Eğer Mısır’da, Suriye’de, Irak’ta, Libya’da yönetimler bizim kadar, bizim gibi demokratik ve içselleştirici bir politika takip etselerdi bugün orada yaşananlar yaşanmazdı. Irak Kürtleri dışlarken, Suriye’de Kürtlerin hiçbir hakkı yokken, Türkiye’de Kürt siyasi hareketinin önemli bir ismi cumhurbaşkanı adayı oldu. ‘Kazanırsam tüm Türkiye’nin cumhurbaşkanı olacağım’ dedi. Bu çok olumlu bir şeydir. Irak’taki bir Kürt bunu düşünemez, Suriye’deki Kürt düşünemez.”
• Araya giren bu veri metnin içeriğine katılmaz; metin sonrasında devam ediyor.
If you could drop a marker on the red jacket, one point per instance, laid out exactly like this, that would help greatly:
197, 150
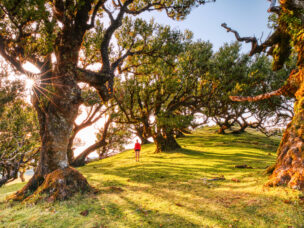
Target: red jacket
137, 146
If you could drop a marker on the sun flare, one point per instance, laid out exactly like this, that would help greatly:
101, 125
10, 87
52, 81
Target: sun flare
29, 83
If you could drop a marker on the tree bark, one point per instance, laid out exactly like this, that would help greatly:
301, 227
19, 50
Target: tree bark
289, 168
165, 143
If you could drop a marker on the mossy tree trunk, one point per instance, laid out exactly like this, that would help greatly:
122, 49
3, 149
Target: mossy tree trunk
57, 107
165, 142
289, 168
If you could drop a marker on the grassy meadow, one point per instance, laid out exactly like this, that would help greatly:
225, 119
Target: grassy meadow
197, 186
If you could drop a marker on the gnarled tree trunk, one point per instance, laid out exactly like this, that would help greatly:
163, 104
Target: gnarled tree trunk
165, 143
289, 168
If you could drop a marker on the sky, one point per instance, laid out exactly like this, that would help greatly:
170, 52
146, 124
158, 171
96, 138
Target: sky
248, 17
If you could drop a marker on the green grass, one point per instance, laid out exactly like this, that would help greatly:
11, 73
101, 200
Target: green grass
173, 190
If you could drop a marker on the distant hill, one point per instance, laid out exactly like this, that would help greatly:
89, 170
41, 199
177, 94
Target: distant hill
197, 186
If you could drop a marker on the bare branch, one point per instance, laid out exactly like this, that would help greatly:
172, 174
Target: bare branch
255, 47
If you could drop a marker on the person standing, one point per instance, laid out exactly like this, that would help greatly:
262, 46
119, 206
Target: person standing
137, 148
DEVLET GÖREVLİLERİ ARTIK ÇEKİNMEZLER
“Son terör yasasıyla da çözüm süreci içindeki hiçbir devlet görevlisi, atacağı adımlar dolayısıyla bir gün bir zorlukla karşılaşırım diye adım atmaktan çekinmez. O zaman ne olacak? İşte şimdi geldiğimiz nokta, artık adım atma vakti. Yani neyse bu çözüm sürecinin nihai hedefleri, ki onun içinde silahsızlanma da var, terör olayını bitirecek, toplumsal entegrasyonu nihai noktaya getirecek, şiddeti yok edecek bir sürecin başlaması lazım. Geçmişte olan çabalar bunun önünü açmak içindi.”
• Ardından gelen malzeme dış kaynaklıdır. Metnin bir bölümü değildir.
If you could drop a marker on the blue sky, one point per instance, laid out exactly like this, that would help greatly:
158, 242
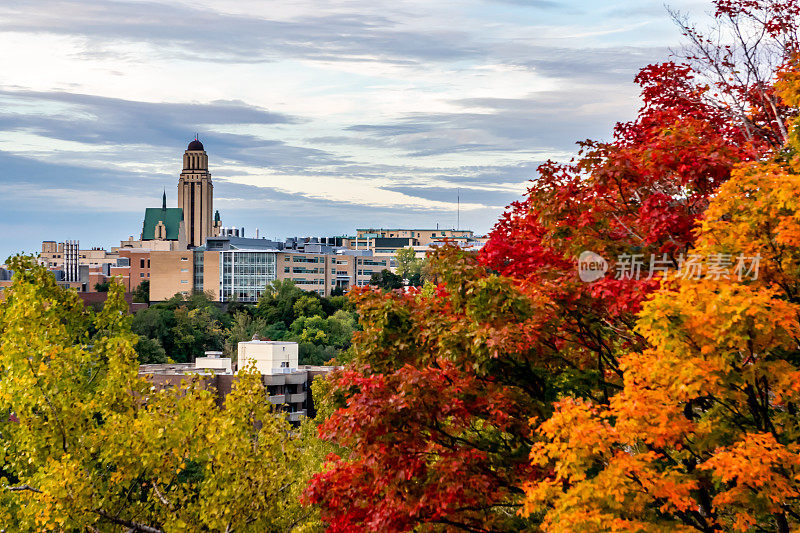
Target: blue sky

İLK KARNE YÜZDE 51.7 ÇIKTI
Davutoğlu, ANAR’ın Ak Parti icin yaptığı son seçim anketinin sonuçlarını da paylaştı. Davutoğlu’nun ‘ilk karnesi’ olarak değerlendirilebilecek anket 2-8 Eylül arası yapılmış. Ak Parti yüzde 51.7, CHP yüzde 24.7, MHP yüzde 12.1 ve BDP yüzde 8.3... Yalçın Akdoğan bu sonuçları ‘Meclis’ten sonra halktan da alınmış güvenoyu’ olarak yorumladı.
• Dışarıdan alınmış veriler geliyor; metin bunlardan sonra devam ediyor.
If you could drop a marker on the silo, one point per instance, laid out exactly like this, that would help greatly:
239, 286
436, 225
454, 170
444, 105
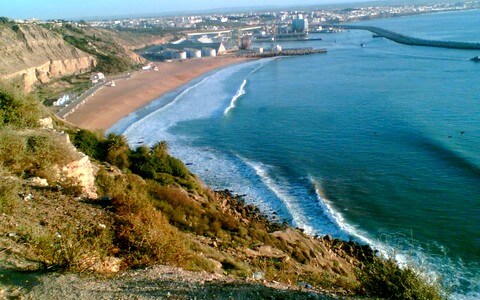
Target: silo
180, 55
258, 50
169, 53
209, 52
194, 53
ÇOCUK KAÇIRAN PKK'YA TEPKİ
Davutoğlu iki gün önce, çocukları PKK tarafından kaçırılmış aileleri kabul etmişti. Sözü o görüşmeye getirdi: “Kamu düzeni ile çözüm süreci birbirine alternatif değildir. Yani çözüm süreci yürüyor diye kamu düzenini bozacak davranışlara müsamaha göstermeyiz. Çözüm süreci olacak, sen hala bu ülkenin çocuklarını bilinmez bir geleceğe doğru kaçıracaksın. Bu çözüm sürecinin mantığıyla örtüşmüyor.”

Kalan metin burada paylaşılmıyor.